Просто, без всякого нажима читал Грегори Корсо. Прекрасны были стихи Ферлингетти о старых итальянцах, умирающих в Америке. Дайана ди Прима тоненьким голоском девочки прочла стихи о никарагуанских детях, вступающих в ряды сандинистов. Гинс-берг завершил вечер своеобразным речитативом, подхваченным всеми американцами.
В стихах американцев были и неофутуристский эпатаж, и перебор смачностей, но все стихи в целом были криком против милитаризма, криком против загрязнения окружающей среды — как технического, так и духовного.
После окончания вечера примерно тысяча человек ринулись на сцену — на этот раз чтобы пожать руки поэтов, и со сценой наконец случилось то, что должно было случиться уже в первый день, — она рухнула. Двух девушек увезли на «скорой помощи», — к счастью, они отделались легкими переломами. Заключительный вечер оказался вечером победы.
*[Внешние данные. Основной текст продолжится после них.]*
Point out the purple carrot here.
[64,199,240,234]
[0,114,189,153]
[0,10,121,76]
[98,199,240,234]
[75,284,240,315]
Вот и вся горькая и в то же время обнадеживающая правда о том, что произошло на «диком пляже» Кастельпорциано, в нескольких километрах от места, где убили Пазолини, убитого еще до этого самим собой. И, может быть, обезлиственное и обезвет-вленное дерево, как единственный памятник ему стоящее на иссохшей глиняной дороге, шевельнулось от победного эха аплодисментов победившей поэзии, словно надеясь еще покрыться листьями и расцвести.
Поэма, которая спасла сотни жизней
В старости люди редко кончают жизнь самоубийством. Чаще всего это происходит с юными людьми — от первого обмана, предательства, неразделенной любви, одиночества, от того, что некому высказать все, что изнутри раздирает душу. Это не означает, что в старости люди не испытывают тех же самых страданий, но они уже с ними свыклись и носят их так же привычно, как горб, сросшийся с ними.